The Clos Fourtet I found very rich – hardly earthy – but there are both mineral and smoky components I find appealing. Here we have a St Emilion coming from the limestone plateau which was able to digest the heat of the vintage rather successfully albeit with some hints of “over-the-topness” but they remain hints. When tasted from barrel, I knew I wanted to buy a six pack because of the structure this wine exuded, and it has not disappointed from bottle.

Will likely get more precise notes later today upon re-tasting because these wines were enjoyed with prime rib over dinner, without a notepad.

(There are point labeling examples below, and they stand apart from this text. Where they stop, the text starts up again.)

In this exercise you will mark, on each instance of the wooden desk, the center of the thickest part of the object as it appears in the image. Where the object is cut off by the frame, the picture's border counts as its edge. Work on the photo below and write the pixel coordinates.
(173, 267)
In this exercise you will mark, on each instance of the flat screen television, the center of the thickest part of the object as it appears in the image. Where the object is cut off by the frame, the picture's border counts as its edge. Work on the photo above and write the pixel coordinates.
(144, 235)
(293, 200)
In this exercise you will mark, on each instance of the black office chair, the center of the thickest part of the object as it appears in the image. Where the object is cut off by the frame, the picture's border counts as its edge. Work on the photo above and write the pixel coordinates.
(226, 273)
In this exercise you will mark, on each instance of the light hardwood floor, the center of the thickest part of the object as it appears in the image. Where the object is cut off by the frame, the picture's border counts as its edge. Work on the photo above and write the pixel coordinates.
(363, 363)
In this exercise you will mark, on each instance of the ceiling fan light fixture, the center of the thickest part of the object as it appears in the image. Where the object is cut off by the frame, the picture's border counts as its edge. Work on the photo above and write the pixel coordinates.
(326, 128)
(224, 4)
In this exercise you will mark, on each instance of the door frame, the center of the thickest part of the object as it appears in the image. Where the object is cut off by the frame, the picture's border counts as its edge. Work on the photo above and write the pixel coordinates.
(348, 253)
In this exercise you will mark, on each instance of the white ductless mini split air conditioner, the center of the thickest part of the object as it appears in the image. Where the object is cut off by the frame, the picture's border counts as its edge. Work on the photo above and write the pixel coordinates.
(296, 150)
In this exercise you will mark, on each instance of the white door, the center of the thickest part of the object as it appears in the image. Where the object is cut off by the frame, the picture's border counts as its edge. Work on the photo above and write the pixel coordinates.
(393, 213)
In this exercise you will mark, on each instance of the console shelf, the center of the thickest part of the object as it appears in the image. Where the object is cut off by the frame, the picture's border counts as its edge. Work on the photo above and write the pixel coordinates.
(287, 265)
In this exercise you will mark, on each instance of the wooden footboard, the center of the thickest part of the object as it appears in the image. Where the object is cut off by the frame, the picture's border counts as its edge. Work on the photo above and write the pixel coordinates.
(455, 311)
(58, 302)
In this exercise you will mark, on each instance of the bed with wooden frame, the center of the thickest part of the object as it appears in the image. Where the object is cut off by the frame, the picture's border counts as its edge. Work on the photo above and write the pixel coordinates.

Speaking of enjoyment, we happily started things off with Inflorescence Champagne Blanc de Noirs by Cédric Bouchard, the grower in the Côte des Bars part of Champagne who has obtained much praise recently. It is said that all of his Champagnes are single-vineyard and made from single grape varieties. I found it to be a lovely holiday Champagne for the entire family, in part because it can make the transition for people coming of age accustomed to drinking sparkling apple cider easier. I am not trying to be flippant, but this bottle showed very pronounced apple aspects. A somewhat dark, golden tone, the Champagne gives off aromas of citrus, mineral and biscuit, but on the palate, there is an unmistakable apple component in a rich, very fruity style that, perhaps because of all the fruit flavors, borders on the sweeter side of the Brut spectrum. The finish was fine, and although I did not experience some great Champagne revelation, Inflorescence certainly is easy to drink and encourages further enjoyment with each sip. The bottle was enjoyed rather quickly…

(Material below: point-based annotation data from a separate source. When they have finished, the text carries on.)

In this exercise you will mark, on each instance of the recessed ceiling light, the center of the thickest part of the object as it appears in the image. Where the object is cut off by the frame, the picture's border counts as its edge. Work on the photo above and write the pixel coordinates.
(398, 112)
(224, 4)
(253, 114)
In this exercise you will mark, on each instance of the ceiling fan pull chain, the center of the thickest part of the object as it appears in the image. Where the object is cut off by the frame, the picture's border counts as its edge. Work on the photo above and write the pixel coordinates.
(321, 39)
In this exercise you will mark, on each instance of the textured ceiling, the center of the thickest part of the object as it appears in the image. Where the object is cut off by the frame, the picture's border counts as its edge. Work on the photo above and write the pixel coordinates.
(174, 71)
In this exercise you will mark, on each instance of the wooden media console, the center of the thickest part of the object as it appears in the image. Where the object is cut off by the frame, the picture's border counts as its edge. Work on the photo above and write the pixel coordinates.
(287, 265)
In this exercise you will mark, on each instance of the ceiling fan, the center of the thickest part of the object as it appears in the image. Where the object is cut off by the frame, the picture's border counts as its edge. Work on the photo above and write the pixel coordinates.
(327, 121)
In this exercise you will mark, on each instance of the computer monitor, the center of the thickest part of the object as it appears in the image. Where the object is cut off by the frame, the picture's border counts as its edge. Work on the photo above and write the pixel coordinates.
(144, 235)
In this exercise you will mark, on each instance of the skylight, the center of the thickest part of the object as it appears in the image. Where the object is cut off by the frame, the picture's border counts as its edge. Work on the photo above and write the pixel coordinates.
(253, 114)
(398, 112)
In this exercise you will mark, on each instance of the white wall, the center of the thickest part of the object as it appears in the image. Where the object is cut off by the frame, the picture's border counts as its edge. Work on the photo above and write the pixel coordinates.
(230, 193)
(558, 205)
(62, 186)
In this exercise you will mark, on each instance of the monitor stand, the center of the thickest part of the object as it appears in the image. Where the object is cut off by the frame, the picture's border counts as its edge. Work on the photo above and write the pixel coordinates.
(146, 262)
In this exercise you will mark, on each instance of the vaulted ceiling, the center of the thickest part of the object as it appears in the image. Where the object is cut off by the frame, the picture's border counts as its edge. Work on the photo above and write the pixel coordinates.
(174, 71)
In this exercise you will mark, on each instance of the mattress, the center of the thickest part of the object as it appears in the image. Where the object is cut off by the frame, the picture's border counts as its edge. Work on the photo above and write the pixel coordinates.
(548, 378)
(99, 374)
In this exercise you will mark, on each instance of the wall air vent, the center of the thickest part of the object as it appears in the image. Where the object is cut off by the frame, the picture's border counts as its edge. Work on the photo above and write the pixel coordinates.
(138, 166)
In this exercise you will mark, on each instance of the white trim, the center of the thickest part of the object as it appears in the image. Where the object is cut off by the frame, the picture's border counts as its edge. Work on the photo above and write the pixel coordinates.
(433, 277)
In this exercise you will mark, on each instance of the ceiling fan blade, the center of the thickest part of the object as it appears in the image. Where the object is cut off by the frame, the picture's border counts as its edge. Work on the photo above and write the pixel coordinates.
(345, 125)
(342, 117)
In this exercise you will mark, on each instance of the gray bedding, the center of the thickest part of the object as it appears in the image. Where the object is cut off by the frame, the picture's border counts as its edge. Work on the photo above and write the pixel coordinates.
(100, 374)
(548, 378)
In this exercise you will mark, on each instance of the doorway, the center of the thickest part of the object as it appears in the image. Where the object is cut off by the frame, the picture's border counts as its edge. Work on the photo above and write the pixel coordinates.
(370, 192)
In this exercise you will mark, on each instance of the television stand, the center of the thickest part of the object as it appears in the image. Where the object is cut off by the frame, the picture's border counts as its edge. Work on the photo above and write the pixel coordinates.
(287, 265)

Ah ha, tasted again today and guess what? The Bonnes Mares bottle was faulty. Not corked, just something off. So I opened the second of my three bottles when two very dear friends came over, and we discovered how lovely that Bonnes Mares by Louis Jadot was: fine subtle cherry notes combined with cinnamon spice. Just a great bottle of Burgundy in a very difficult vintage. Not a trace of meanie greenie… I still like the Clos Fourtet, but over time, the Bonnes Mares has an edge: it is more refined.